California: Elkhorn Slough Early Mitigation Partnership
Protected lands under the Elkhorn Slough Early Mitigation agreement
Aquatic birds in Elkhorn Slough
The Elkhorn Slough Early Mitigation Partnership (ESEMP) brought regional stakeholders together to identify sensitive resource sites and develop funding strategies to enable early, regional-scale mitigation. The ESEMP serves as a model of balancing transportation improvements with ecological protection and enhancement.
The Elkhorn Slough in California's Monterey Bay is a sensitive ecosystem. It is the largest tract of tidal salt marsh in the State outside of San Francisco Bay and provides important habitat for plants and animals. Because the region is also in need of many major capacity and operational improvements over the next 20 years, 11 local, regional, State, and Federal agencies as well as the Elkhorn Slough Foundation signed a Memorandum of Understanding (MOU) to apply regional ecosystem conservation strategies in early mitigation planning and transportation decision making. The Information Center for the Environment (ICE) at the University of California Davis provided valuable technical and facilitative support.

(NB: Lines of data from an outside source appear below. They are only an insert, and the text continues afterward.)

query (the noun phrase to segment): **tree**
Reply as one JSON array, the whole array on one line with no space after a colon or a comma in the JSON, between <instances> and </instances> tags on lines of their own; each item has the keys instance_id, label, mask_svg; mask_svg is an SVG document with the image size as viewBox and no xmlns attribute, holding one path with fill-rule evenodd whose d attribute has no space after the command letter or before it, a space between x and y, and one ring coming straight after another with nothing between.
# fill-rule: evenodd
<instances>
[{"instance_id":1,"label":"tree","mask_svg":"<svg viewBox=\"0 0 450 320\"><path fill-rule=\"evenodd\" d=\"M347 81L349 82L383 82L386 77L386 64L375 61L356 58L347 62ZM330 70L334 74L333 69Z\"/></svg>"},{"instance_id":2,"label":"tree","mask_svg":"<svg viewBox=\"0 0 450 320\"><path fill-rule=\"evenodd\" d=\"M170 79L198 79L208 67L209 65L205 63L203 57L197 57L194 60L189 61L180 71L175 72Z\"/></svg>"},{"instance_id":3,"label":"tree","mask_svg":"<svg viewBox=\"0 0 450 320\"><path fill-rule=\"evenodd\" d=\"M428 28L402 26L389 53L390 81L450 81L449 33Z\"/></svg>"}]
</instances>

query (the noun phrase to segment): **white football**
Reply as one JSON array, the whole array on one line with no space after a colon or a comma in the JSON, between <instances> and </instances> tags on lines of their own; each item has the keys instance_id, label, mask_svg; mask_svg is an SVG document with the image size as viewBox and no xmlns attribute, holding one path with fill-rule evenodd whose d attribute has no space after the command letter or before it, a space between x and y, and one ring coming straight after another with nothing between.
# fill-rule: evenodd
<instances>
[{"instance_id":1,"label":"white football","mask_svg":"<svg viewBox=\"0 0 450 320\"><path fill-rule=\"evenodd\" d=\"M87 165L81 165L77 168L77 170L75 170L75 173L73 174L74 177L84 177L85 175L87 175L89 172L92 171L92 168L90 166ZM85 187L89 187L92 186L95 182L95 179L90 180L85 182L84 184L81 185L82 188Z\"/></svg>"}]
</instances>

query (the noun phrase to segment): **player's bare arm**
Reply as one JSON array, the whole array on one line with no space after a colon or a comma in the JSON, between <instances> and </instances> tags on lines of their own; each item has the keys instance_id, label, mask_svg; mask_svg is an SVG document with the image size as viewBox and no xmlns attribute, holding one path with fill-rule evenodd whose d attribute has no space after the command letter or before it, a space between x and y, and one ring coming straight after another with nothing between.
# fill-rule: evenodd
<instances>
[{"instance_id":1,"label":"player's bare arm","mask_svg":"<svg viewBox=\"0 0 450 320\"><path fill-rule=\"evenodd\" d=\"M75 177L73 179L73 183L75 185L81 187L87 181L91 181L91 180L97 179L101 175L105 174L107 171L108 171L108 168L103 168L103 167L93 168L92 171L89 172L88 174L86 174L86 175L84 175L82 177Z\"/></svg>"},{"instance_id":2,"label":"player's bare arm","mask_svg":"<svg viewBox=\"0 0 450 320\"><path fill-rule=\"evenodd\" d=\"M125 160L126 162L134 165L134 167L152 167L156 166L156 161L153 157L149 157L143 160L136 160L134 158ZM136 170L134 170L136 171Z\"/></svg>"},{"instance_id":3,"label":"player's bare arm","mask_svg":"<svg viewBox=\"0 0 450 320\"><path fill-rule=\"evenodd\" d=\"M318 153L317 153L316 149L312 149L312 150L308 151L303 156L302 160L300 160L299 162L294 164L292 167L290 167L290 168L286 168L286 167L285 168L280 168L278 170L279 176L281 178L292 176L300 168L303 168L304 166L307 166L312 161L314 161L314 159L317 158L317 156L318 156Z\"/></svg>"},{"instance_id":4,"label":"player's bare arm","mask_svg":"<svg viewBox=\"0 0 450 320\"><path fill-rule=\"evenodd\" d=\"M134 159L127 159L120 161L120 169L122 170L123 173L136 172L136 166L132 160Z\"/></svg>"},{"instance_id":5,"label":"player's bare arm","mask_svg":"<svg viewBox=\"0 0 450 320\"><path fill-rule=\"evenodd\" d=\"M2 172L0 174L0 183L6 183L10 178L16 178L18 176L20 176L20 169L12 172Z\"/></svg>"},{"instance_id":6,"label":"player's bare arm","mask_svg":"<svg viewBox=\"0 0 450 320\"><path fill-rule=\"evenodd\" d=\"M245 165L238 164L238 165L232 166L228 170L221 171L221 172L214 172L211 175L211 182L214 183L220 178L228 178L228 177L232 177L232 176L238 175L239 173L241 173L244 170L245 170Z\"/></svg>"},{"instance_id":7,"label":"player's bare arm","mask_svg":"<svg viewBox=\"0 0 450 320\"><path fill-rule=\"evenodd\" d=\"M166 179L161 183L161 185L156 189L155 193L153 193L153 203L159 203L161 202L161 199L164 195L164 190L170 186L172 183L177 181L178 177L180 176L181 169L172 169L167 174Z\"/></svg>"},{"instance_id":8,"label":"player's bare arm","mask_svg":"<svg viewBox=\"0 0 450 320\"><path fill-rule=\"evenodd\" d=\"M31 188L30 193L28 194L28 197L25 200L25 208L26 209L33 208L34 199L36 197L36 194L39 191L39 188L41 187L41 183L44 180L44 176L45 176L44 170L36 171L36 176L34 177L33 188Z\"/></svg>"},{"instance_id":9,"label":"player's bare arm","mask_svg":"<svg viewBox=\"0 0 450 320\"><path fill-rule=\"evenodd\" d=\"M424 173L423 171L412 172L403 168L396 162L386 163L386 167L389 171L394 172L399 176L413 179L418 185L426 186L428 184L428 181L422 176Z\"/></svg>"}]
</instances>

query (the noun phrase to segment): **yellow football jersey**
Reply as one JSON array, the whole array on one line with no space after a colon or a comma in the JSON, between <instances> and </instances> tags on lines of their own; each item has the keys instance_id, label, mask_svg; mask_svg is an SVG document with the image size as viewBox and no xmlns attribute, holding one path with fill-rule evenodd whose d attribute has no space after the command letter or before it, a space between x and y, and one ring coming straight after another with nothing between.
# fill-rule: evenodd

Geographic Information System (GIS) tools pooled data from various resource databases to identify special status species, habitat types, plant communities, habitat connectivity needs, and development pressures in the watershed. The GIS tools then identified priority sites for mitigation activities based on ecological connectivity, restoration, enhancement, and protection of many natural resources, including:
- Wetlands that include freshwater and saltwater marshes and riparian corridors;
- Oak woodland, maritime chaparral, and coastal prairie grassland; and
- Federally listed species such as the Santa Cruz long-toed salamander, the California red-legged frog, the California tiger salamander, the southern sea otter, the Monterey spineflower, and the Yadon's rein orchid.
The ESEMP avoids project-by-project approaches to mitigation, includes a longer timeframe for monitoring success, and maximizes ecological benefits from mitigation activities. Since the ESEMP identifies key sites now for future mitigation, it enables transportation agencies to buy property in today's dollars, thereby avoiding cost escalation factors that can later make such purchases impossible and securing prime spots for conservation and protection before further development pressures take them away.